Freshman students in Fuller's Honors English class participated in the filmed symposium and will serve as teachers for fellow students across the state. The students are still wrestling with whether or not to forgive the soldier, Fuller said.

SDHS freshman Caleb Perez said it was interesting to see people's different perspectives. He said some people had the same answer but thought differently about it. Freshman Chloe Mitchell said she thought it was 'cool' how personal backgrounds depict how people forgive.
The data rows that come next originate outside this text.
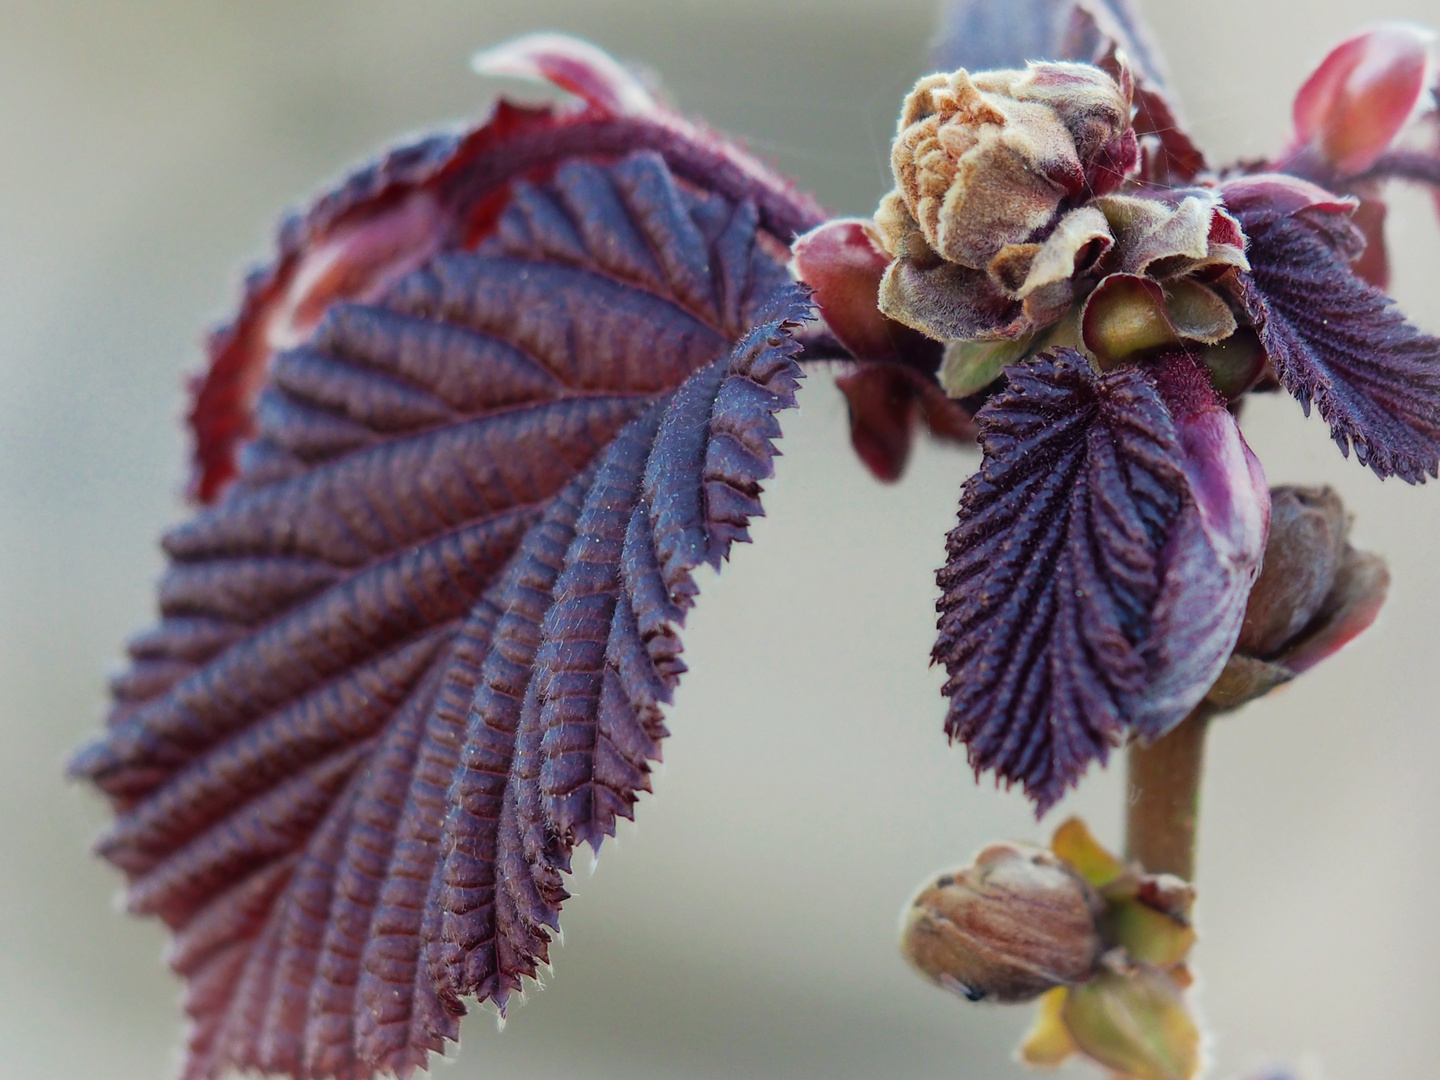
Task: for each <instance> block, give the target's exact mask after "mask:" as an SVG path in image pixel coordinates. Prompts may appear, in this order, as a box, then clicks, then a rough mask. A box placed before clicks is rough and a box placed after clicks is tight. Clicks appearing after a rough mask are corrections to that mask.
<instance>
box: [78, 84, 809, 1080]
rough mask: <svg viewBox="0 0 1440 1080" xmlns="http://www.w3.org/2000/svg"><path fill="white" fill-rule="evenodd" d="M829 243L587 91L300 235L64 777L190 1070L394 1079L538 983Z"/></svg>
mask: <svg viewBox="0 0 1440 1080" xmlns="http://www.w3.org/2000/svg"><path fill="white" fill-rule="evenodd" d="M635 147H639V150H636V151H634V153H631V151H632V150H634V148H635ZM416 206H420V207H422V209H420V210H419V212H416V209H415V207H416ZM397 213H399V215H400V217H399V219H397V217H396V216H395V215H397ZM415 215H418V216H415ZM814 223H815V215H814V212H812V209H811V206H809V203H808V202H805V200H804V199H801V197H798V196H791V194H789V193H788V189H785V187H783V186H782V184H779V183H773V181H772V179H770V177H769V176H768V174H765V173H763V170H759V168H757V167H756V166H755V164H753V163H752V161H750V160H749V158H746V157H744V156H743V154H740V153H739V151H734V150H733V147H729V145H727V144H723V143H721V141H719V140H717V138H714V137H713V135H708V134H706V132H700V131H698V130H697V128H691V127H687V125H684V124H683V122H681V121H678V120H674V118H668V117H626V115H615V114H611V112H606V111H605V109H602V108H600V107H599V105H596V104H593V102H592V104H590V105H588V107H585V108H580V109H573V108H572V109H570V111H567V112H566V111H556V109H540V111H521V109H514V108H510V107H501V108H500V109H498V112H497V114H495V115H494V117H492V118H491V121H490V122H488V124H487V125H485V127H484V128H480V130H477V131H474V132H471V134H468V135H464V137H458V138H454V140H451V138H446V140H435V141H428V143H423V144H420V145H419V147H416V148H413V150H409V151H399V153H397V154H392V156H390V157H387V158H384V161H382V164H379V166H376V167H373V168H369V170H364V171H361V173H359V174H357V176H356V177H351V179H350V180H348V181H347V183H346V184H343V186H341V187H340V189H338V190H337V192H336V193H331V194H328V196H325V197H323V199H321V200H320V202H318V203H317V206H315V209H312V210H311V212H310V213H308V215H305V216H301V217H295V219H292V220H291V223H289V225H287V228H285V229H284V232H282V240H281V256H279V261H278V262H276V264H275V265H274V266H272V268H269V269H266V271H262V272H259V274H258V275H255V276H253V278H252V281H251V284H249V289H248V294H246V301H245V305H243V308H242V314H240V320H239V321H238V323H236V324H235V327H233V328H232V330H229V331H226V333H222V336H220V338H217V346H216V351H215V356H213V366H212V370H210V372H209V374H207V377H206V379H204V380H203V382H202V383H200V387H199V396H197V405H196V419H197V433H199V439H200V451H199V456H200V469H202V471H200V481H199V491H200V492H202V494H204V495H216V494H219V501H217V503H216V504H215V505H213V507H212V508H209V510H204V511H202V513H199V514H197V516H196V517H194V518H192V520H190V521H187V523H184V524H181V526H180V527H177V528H174V530H173V531H171V533H170V534H168V536H167V537H166V541H164V546H166V550H167V553H168V556H170V569H168V570H167V572H166V575H164V577H163V580H161V585H160V608H161V622H160V625H158V626H157V628H156V629H154V631H151V632H150V634H145V635H143V636H140V638H137V639H135V641H134V644H132V645H131V655H132V664H131V667H130V670H128V671H127V672H125V674H124V675H121V677H120V678H118V680H117V683H115V687H114V694H115V706H114V710H112V714H111V717H109V727H108V730H107V733H105V734H104V737H102V739H101V740H99V742H96V743H95V744H94V746H91V747H89V749H86V750H85V752H82V753H81V755H79V756H78V757H76V760H75V765H73V769H75V772H78V773H79V775H84V776H86V778H89V779H91V780H94V782H95V783H96V785H98V786H99V788H101V789H104V792H105V793H107V795H108V796H109V798H111V801H112V802H114V805H115V809H117V814H118V818H117V822H115V825H114V828H112V829H111V831H109V832H108V835H107V837H104V838H102V841H101V850H102V851H104V854H105V855H107V857H108V858H109V860H111V861H112V863H115V864H117V865H118V867H121V868H122V870H124V871H125V874H127V877H128V880H130V890H128V896H127V903H128V906H130V909H131V910H134V912H138V913H151V914H157V916H160V917H161V919H163V920H164V922H166V923H167V924H168V926H170V927H173V930H174V945H173V949H171V956H170V960H171V963H173V966H174V968H176V969H177V971H179V972H180V973H183V975H184V976H186V978H187V979H189V991H187V998H186V1007H187V1009H189V1011H190V1014H192V1015H193V1017H194V1025H193V1030H192V1037H190V1048H189V1054H187V1058H186V1066H184V1076H186V1077H192V1079H199V1077H217V1076H220V1074H222V1073H225V1071H228V1070H230V1068H233V1067H238V1068H256V1070H264V1071H274V1073H285V1074H289V1076H294V1077H328V1076H334V1077H369V1076H373V1074H376V1073H379V1071H396V1073H399V1074H402V1076H405V1074H409V1073H410V1071H413V1070H415V1068H416V1067H423V1066H425V1063H426V1058H428V1054H429V1051H436V1050H441V1048H442V1045H444V1043H445V1040H452V1038H455V1037H456V1032H458V1017H459V1015H461V1014H462V1012H464V1007H462V1004H461V998H462V996H464V995H468V994H478V995H480V996H482V998H491V999H494V1001H495V1002H497V1004H500V1005H501V1007H503V1005H504V1001H505V996H507V994H508V992H510V991H513V989H514V988H517V986H518V985H520V979H521V978H523V976H526V975H533V973H534V972H536V966H537V965H539V963H541V962H544V959H546V946H547V942H549V932H550V929H552V927H554V926H556V917H557V912H559V904H560V901H562V900H563V899H564V888H563V884H562V877H560V874H562V873H563V871H564V870H566V867H567V858H569V852H570V850H572V848H573V847H575V844H577V842H580V841H588V842H590V844H592V845H598V844H599V842H600V840H602V837H605V835H608V834H612V832H613V828H615V818H616V816H619V815H626V816H628V815H629V814H631V806H632V804H634V801H635V798H636V793H638V792H639V791H644V789H647V786H648V778H647V775H648V768H649V766H648V762H651V760H654V759H655V757H657V756H658V750H660V739H661V737H662V736H664V733H665V732H664V724H662V720H661V711H660V706H661V703H664V701H668V700H670V694H671V690H672V687H674V684H675V680H677V678H678V675H680V672H681V671H683V670H684V665H683V664H681V661H680V660H678V652H680V642H678V638H677V631H678V625H680V624H681V621H683V618H684V612H685V609H687V608H688V605H690V603H691V599H693V596H694V592H696V586H694V583H693V580H691V570H693V569H694V567H697V566H698V564H701V563H710V564H716V566H719V563H720V560H721V559H723V557H724V554H726V553H727V550H729V546H730V543H732V541H733V540H743V539H746V523H747V520H749V518H750V517H752V516H755V514H759V513H760V504H759V492H760V481H762V480H763V478H765V477H768V475H770V459H772V455H773V452H775V451H773V445H772V439H773V438H775V436H778V435H779V428H778V425H776V420H775V416H773V415H775V413H776V412H778V410H780V409H783V408H786V406H789V405H792V403H793V396H792V392H793V389H795V386H796V379H798V377H799V370H798V367H796V364H795V361H793V359H792V353H793V351H795V346H793V343H792V341H791V340H789V336H788V333H789V328H792V327H793V325H795V321H796V320H799V318H802V317H804V315H805V312H806V304H805V302H804V300H802V298H801V295H799V292H798V291H796V289H795V287H792V285H791V284H789V279H788V275H786V272H785V268H783V259H785V245H786V243H788V240H789V238H791V236H792V235H793V232H796V230H799V229H804V228H808V226H811V225H814ZM422 225H423V226H426V228H420V226H422ZM426 229H435V230H436V232H433V233H431V232H426ZM346 297H350V300H346ZM297 301H300V302H297ZM307 305H308V308H314V311H311V312H310V314H305V310H308V308H307ZM276 327H278V328H279V333H276ZM291 338H294V340H291ZM240 446H243V452H242V454H240V455H239V458H236V456H235V451H236V448H240ZM222 492H223V494H222Z"/></svg>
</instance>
SDHS freshman Laura Maynard said Christianity is based on forgiveness, so faith could play a role in whether or not someone would forgive the soldier.

"Later, we went back and forth between the panel and the students, discussing important issues and other questions raised in the book," said Fuller. "This is a great lesson for my students because it requires real thinking coupled with a little soul searching to arrive at their answers."

He said in this one unit he is able to assess reading, writing, oral presentation and the use of digital media. But more importantly, he said it's a life lesson that he believes the students will carry with them from this point forward.

"This meant a lot to my kids and I'm very proud of their hard work," Fuller said.